The signature depends on canonical form

The Ed25519 signature is computed over the canonical byte representation of the payload:
const canonical = canonicalize(token);       // sorted keys, compact JSON
const signature = signer.sign(canonical);    // Ed25519 over UTF-8 bytes
At verification time, the verifier re-canonicalizes the payload and checks the signature:
const canonical = canonicalize(attestation.payload);
const valid = verifier.verify(canonical, attestation.signature);
If the payload were re-canonicalized with a different implementation - different key order, different Unicode normalization - valid would be false even for a legitimate attestation. One canonical implementation is the invariant.

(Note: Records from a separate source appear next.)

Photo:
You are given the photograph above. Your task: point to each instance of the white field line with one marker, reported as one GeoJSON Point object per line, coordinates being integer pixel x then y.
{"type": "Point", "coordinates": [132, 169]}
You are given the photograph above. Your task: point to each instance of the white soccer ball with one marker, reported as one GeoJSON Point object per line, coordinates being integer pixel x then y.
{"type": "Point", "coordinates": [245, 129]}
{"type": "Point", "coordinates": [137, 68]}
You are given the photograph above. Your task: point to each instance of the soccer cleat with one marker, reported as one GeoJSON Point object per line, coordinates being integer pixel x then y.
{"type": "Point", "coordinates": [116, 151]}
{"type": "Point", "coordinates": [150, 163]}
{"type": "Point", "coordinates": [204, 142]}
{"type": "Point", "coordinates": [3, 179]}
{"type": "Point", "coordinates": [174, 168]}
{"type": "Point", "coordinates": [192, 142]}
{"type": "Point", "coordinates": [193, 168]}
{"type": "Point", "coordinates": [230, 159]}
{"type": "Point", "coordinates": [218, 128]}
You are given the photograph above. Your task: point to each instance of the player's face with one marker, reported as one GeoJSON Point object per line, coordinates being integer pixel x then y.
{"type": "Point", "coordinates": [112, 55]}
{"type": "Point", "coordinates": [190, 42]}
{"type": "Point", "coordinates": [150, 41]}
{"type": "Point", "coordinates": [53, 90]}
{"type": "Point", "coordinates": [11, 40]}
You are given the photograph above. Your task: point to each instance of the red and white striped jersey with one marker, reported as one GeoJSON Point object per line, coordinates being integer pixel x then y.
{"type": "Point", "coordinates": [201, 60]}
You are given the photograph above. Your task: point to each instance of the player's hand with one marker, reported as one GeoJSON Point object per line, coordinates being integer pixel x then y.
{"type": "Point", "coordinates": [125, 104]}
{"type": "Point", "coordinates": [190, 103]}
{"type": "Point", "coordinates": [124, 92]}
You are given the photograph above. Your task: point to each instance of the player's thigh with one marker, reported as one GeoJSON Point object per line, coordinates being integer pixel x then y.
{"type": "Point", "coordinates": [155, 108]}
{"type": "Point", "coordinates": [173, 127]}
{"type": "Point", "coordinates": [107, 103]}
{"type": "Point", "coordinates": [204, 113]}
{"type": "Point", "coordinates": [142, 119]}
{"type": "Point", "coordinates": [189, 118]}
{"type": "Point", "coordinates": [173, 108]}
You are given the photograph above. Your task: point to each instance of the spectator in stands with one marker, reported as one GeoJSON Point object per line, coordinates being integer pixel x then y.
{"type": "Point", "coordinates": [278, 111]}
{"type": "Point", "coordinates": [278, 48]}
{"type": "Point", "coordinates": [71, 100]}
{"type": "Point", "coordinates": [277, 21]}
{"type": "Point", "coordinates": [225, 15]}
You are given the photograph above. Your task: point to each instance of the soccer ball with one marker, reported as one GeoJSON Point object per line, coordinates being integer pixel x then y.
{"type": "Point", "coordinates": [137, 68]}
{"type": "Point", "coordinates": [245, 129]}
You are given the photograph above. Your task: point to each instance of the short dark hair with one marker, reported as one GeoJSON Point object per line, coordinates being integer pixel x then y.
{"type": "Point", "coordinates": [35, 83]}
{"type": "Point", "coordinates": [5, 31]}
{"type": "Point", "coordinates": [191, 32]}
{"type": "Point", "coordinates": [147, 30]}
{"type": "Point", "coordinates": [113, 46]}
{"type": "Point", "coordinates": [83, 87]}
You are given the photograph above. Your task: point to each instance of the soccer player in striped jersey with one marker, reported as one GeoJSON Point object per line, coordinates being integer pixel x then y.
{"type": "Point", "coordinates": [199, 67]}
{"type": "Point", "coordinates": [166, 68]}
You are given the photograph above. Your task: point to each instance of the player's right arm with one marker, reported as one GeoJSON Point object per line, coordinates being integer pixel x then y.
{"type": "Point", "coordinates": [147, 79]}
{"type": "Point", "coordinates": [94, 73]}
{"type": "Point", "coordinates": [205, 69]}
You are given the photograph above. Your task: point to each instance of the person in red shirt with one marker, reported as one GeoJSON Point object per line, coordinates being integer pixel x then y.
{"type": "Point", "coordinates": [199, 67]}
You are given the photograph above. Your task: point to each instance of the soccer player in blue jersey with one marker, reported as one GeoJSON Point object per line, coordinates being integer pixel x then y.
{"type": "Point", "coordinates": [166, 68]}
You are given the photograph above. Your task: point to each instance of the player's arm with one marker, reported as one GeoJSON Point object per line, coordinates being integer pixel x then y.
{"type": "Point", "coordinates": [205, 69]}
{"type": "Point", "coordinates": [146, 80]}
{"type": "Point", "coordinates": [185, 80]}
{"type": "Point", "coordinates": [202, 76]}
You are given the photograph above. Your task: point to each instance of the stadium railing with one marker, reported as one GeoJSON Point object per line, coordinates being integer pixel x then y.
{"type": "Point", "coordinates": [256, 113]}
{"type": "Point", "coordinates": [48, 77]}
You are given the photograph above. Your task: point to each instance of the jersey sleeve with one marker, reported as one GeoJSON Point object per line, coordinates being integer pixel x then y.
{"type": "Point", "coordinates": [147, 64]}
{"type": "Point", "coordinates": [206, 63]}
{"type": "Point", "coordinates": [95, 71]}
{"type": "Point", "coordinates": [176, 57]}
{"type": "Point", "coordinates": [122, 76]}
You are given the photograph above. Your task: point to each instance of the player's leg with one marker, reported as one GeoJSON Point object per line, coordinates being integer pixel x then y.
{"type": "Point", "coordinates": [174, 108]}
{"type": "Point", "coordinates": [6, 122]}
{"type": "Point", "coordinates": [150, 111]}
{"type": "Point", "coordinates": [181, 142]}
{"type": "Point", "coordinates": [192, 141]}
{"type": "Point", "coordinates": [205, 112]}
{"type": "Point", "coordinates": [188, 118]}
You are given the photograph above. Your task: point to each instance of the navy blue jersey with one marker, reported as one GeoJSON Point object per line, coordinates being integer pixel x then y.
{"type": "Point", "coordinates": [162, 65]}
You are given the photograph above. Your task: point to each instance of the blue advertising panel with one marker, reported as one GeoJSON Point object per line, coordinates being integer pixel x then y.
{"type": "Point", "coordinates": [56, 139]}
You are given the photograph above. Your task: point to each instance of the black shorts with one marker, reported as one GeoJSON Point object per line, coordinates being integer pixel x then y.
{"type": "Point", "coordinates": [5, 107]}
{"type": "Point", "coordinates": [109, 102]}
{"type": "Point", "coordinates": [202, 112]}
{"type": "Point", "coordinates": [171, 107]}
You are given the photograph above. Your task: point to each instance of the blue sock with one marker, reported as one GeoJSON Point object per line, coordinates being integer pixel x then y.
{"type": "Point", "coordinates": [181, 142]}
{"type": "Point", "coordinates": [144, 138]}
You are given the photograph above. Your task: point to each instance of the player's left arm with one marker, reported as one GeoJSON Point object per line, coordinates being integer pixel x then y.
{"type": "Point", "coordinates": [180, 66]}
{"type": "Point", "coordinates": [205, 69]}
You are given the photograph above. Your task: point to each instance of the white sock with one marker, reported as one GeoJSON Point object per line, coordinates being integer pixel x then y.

What breaks without canonical serialization

FailureConsequence
Multiple canonicalize() implementations with different behaviorSigning and verification use different bytes - all signatures fail
No Unicode NFC normalizationé as U+00E9 and é as U+0065+U+0301 produce different hashes - same content, different fingerprints
Order-dependent key serializationTwo requests with the same signals produce different fingerprints - replay not detected
CRLF not normalizedA policy edited on Windows has a different bundle hash than the same policy on Linux - bundle verification fails
Pretty-printing vs compactSigning with spaces, verifying without - signature fails
Each of these is a trust portability failure. Governance proof that cannot be independently reproduced is not governance proof.

Canonical serialization across the ecosystem

Because canonical serialization uses standard sorted JSON with NFC-normalized strings, any implementation - in any language - can produce the same bytes given the same input. A verifier written in Python, Go, or Java can verify a Parmana attestation produced by the TypeScript runtime, provided it implements the same canonicalization rules. This is what makes portable verification possible. The canonical form is the shared language between the signer and any verifier, across all implementations.

The @parmanasystems/bundle package

The canonical serialization implementation lives in @parmanasystems/bundle:
import { canonicalize, sha256 } from "@parmanasystems/bundle";

const canonical = canonicalize({ z: 3, a: 1 });
// '{"a":1,"z":3}'

const hash = sha256(canonical);
// deterministic SHA-256 hex digest
This package is used internally by @parmanasystems/governance, @parmanasystems/verifier, and @parmanasystems/execution. Consuming it directly is rarely necessary for application code.